Wang Ziren, o senhor Zhu e Qian Yongqiang continuaram examinando a pintura com atenção.
— Quanto vale? — Qi Xiaofei, vendo os três animados, se aproximou.
— Para o lado, isso não é da sua conta — o senhor Zhu respondeu com impaciência.
— E é da sua? — Qi Xiaofei retrucou.
— Como fala com meu pai? — Zhu Yue, vendo Qi Xiaofei responder ao pai, não gostou e lançou-lhe um olhar severo. — Incapaz, me fez comprar um monte de lixo!
Qi Xiaofei, ao perceber a raiva de Zhu Yue, sentiu um vazio interno, incomodado.
— Pai, quanto vale a pintura do senhor Qian? — Zhu Yue perguntou, segurando a mão do pai.

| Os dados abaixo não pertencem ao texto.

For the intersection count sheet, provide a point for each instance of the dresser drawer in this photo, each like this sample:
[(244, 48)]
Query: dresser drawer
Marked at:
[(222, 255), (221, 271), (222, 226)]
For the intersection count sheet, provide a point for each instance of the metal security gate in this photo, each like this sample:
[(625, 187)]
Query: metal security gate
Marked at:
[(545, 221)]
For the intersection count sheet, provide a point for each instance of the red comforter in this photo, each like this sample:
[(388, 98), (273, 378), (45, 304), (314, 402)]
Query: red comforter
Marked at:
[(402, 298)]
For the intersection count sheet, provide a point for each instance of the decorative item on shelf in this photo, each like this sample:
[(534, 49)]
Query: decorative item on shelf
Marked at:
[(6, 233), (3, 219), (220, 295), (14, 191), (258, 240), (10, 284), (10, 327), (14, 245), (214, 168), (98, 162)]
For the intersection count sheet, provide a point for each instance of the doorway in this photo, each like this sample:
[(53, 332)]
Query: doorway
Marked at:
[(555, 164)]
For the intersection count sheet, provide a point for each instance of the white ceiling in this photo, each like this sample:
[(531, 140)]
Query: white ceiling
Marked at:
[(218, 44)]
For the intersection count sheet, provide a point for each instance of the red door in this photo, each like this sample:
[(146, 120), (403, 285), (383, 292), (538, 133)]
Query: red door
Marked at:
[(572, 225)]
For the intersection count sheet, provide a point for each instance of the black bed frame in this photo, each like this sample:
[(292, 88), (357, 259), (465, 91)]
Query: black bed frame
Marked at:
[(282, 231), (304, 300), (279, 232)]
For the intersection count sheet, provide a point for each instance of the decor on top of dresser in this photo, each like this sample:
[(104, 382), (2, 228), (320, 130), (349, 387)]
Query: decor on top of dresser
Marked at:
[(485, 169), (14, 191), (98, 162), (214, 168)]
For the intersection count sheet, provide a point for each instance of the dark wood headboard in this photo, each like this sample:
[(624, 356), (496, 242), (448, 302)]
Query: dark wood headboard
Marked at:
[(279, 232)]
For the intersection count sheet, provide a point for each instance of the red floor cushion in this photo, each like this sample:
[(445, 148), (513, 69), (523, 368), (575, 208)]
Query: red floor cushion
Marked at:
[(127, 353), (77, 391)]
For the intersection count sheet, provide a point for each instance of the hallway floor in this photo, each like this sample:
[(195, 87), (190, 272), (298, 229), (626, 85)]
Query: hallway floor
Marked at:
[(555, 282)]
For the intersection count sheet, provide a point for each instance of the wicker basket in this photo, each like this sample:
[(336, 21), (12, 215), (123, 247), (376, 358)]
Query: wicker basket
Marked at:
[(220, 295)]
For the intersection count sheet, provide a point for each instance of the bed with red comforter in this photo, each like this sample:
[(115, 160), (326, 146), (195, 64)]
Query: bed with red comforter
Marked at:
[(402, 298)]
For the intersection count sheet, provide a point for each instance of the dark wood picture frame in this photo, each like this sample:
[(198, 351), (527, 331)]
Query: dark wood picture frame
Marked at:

— Não sou especialista, só o senhor Qian pode responder — o senhor Zhu, satisfeito ao ver a filha rejeitar Qi Xiaofei, falou com mais suavidade.
— Senhor Qian, quanto vale sua pintura? — Zhu Yue inclinou a cabeça, questionando Qian Yongqiang.
— Que confusão de hierarquia! — Qi Xiaofei comentou com acidez.
— Hierarquia ou não, cada um no seu lugar — respondeu o senhor Zhu.
Qian Yongqiang, vendo o olhar cristalino de Zhu Yue, sentiu-se tocado e disse hesitante: — Se for autêntica, pode valer uns dez mil yuan!
— Dez mil yuan, mais do que meu salário anual! — Os olhos de Zhu Yue brilharam de admiração. — Preciso aprender mais com você!
— Se for falsa, não vale nem um centavo — Qi Xiaofei comentou com inveja.
— O verdadeiro não pode ser falso, e o falso não pode ser verdadeiro — Wang Ziren disse olhando para Qi Xiaofei. — Qian, guarde bem essa pintura!
— Não se preocupe, Wang, quem não entende acha que é papel velho — Qian Yongqiang enrolou a pintura e a colocou sobre a mesa.
Wang Ziren pegou uma roupa usada da bolsa, envolveu a pintura e a guardou debaixo da cama. — Não temo os leigos, mas sim os “entendidos” de olho!
Wang Ziren olhou para Qi Xiaofei. Este virou o rosto, resmungando.
— Não se preocupe, Wang, não vou sair daqui, vou ficar de olho. Quero ver quem tem coragem de mexer — Li Qiming, preocupado com os cem yuan gastos por Qian Yongqiang à tarde, agora se alegrava ao ver que o dinheiro poderia render muito mais.
— Preciso deixar algo claro — Qi Xiaofei, amargurado pela noite, falou friamente — Amanhã, apenas o senhor Zhu pode ir comprar coisas.
— Por quê? — O senhor Zhu perguntou. — Fazemos negócios honestos, não é contrabando, por que temer um grupo? Vocês não têm segundas intenções?
— Não querem chamar atenção. Afinal, esses objetos foram retidos quando o dono era chefe da aldeia, se os outros souberem, vai dar problema — Qi Xiaofei explicou.
— Entrar discretamente, sem dar bandeira? — Wang Ziren brincou com uma frase de filme.
— Haha! — Zhu Yue caiu na gargalhada.
— Isso mesmo, só o senhor Zhu vai. Os demais aguardam aqui — Qi Xiaofei afirmou com determinação.